Improving FPS


#102

Hrm, possibly because it acts as a sort of memory barrier preventing the rearranging of instructions?

Does the pause have to be just one cycle?
I’m wondering if calling an empty function marked with __attribute((noinline)) would work or if a function call would be too many cycles.

Or perhaps doing:

volatile int nop __attribute__((unused)) = 0;
++nop; // Optional

Would force GCC to create and use the variable?
It might cause similar issues though if GCC ends up having to dump a register it’s using.

Or perhaps:

// global
static int nopVar = 0;
void __attribute__((always_inline)) nop(void)
{
  ++nopVar;
}

I think the fact it’s a global variable should mean that the compiler can’t optimise the operation away,
but it could probably still reorder it.


#103

I haven’t looked into the rules regarding GCC and inline asm on ARM yet, so I have no idea. Maybe it considers a set of registers to get clobbered and has to reload them?
It doesn’t have to be one cycle, but it adds up.
We’re getting to a point where the high-level language is getting in the way and writing these routines in assembly would be best, both in terms of performance and legibility.


#104

Alignment is another possibility. I remember reading thatif the function/loop is not aligned you get padding.


#105

The fundamental rules of inline asm on GCC are the same for all chips, what changes is the registers, the available instructions and the register aliases, e.g. on AVR r means any register and d means an upper register.

It shouldn’t clobber a register unless you explicitly state it to be an output operand or to be clobbered.

Considering this is rendering code, I’m inclined to agree.
As long as the external interface is C++ friendly,
the implementation can be pure assembly for speed sake,
providing it’s well-commented.

Functions do have a memory alignment, but if it pads I would assume it’s just padding with more nops,
which shouldn’t be a major issue.


#106

But noticeable in tight execution speed


#107

ARM instructions are 32 bits wide, but I can’t find any information about function alignment.

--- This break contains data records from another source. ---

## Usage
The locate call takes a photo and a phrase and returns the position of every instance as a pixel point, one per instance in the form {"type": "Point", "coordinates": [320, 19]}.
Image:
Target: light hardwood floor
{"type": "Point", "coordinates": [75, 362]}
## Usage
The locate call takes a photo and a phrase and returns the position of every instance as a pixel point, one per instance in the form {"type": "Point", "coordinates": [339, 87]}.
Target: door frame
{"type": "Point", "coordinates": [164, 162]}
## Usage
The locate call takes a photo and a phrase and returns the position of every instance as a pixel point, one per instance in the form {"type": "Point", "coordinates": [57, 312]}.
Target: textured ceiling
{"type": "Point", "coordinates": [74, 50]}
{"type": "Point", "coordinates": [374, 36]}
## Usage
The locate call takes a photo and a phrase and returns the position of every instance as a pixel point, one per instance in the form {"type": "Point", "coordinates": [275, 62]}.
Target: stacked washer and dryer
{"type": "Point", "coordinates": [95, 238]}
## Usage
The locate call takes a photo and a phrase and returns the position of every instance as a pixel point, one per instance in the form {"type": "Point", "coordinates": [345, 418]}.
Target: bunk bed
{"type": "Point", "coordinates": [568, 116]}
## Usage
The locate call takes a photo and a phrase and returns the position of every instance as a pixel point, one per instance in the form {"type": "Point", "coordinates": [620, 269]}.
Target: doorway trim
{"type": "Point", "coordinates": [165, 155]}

I found a thing discussing the alignment of structs which said that the largest field being int causes 4-byte alignment and the largest field being long long causes 8-byte alignment, but nothing beyond that.

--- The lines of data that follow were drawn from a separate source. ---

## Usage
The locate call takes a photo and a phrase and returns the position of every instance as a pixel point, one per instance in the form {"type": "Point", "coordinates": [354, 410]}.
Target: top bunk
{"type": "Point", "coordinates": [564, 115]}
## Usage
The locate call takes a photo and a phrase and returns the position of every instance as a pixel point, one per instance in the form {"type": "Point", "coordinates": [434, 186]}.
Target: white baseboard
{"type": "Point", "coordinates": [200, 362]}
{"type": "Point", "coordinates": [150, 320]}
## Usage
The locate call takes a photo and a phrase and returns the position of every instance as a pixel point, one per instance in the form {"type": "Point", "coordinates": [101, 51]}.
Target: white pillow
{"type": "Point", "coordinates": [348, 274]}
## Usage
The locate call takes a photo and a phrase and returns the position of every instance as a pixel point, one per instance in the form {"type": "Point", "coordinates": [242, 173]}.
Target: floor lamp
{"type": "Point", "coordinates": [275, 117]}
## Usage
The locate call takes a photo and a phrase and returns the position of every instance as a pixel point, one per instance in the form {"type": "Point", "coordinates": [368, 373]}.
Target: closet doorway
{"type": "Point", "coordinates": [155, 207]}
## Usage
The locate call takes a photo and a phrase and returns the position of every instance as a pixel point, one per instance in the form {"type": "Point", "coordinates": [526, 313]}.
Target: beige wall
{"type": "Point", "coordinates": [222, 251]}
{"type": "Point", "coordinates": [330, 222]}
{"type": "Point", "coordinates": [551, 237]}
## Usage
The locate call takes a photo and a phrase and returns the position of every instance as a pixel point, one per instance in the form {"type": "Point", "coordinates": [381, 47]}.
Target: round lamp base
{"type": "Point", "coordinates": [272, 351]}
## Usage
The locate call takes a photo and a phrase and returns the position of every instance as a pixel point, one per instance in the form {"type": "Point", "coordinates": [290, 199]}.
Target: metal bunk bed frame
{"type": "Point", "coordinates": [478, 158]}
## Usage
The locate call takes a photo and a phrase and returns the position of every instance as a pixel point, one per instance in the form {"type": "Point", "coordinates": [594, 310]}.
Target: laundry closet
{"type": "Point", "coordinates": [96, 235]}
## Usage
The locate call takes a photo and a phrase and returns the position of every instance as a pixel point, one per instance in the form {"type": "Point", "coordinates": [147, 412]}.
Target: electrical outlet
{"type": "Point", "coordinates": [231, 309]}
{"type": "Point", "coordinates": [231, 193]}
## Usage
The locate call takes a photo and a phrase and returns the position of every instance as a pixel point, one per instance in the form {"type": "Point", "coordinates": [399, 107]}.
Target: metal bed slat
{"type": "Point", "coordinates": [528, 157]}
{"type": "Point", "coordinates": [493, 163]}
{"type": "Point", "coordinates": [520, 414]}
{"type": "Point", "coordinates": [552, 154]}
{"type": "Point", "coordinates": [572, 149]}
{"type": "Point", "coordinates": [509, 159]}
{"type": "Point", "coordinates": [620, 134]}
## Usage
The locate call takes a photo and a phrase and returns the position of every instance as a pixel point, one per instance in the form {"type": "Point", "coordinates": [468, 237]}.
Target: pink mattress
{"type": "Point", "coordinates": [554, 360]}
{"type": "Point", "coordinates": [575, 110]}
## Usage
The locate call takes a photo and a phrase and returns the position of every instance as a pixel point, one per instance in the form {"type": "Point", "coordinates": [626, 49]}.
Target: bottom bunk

I’m erring on the side of memory barriers/formal no-tampering rules though, see this SO question that demonstrates how something as simple as asm("# im in ur loop"); can have an impact because of the side effects of the presense of an asm block (note that the asm block here is implicitly asm volatile).


#108

Oh yeah, did I already mention inline asm can not be used with mbed online ide :wink: ?


#109

The Pokitto uses Thumb, not the full 32-bit ARM IS, so it’s just 16 bits wide. I vaguely remember the TRM mentioning 4-byte instruction alignment for certain ops.

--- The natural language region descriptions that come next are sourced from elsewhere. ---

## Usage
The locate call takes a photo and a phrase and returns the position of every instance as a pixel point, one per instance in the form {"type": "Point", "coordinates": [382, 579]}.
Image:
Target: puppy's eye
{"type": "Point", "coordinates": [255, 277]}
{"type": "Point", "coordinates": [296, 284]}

What do you mean? You’re using inline asm in the PokittoLib:

#define CLR_WR { LPC_GPIO_PORT->CLR[LCD_WR_PORT] = 1 << LCD_WR_PIN;__asm("nop");}//__asm("nop");}//

#110

Right, I didn’t know that. I’ve added that to the technical spec thread since that’s probably important.

If @jonne tried asm volatile and it didn’t work, maybe it’s just __asm that works on mbed online?

Apparently:

When writing code that can be compiled with -ansi and the various -std options, use __asm__ instead of asm (see Alternate Keywords).

Though __asm__ isn’t the same as __asm so maybe __asm is an mbed thing?


#111

How did you fix it?


#112

It seems fileopen returns false if it works, not true. So I was only attempting to render is the file didn’t open.


#113

fileOpen doesn’t return bool, it returns a uint8_t, and signals success with 0 and failure with 1.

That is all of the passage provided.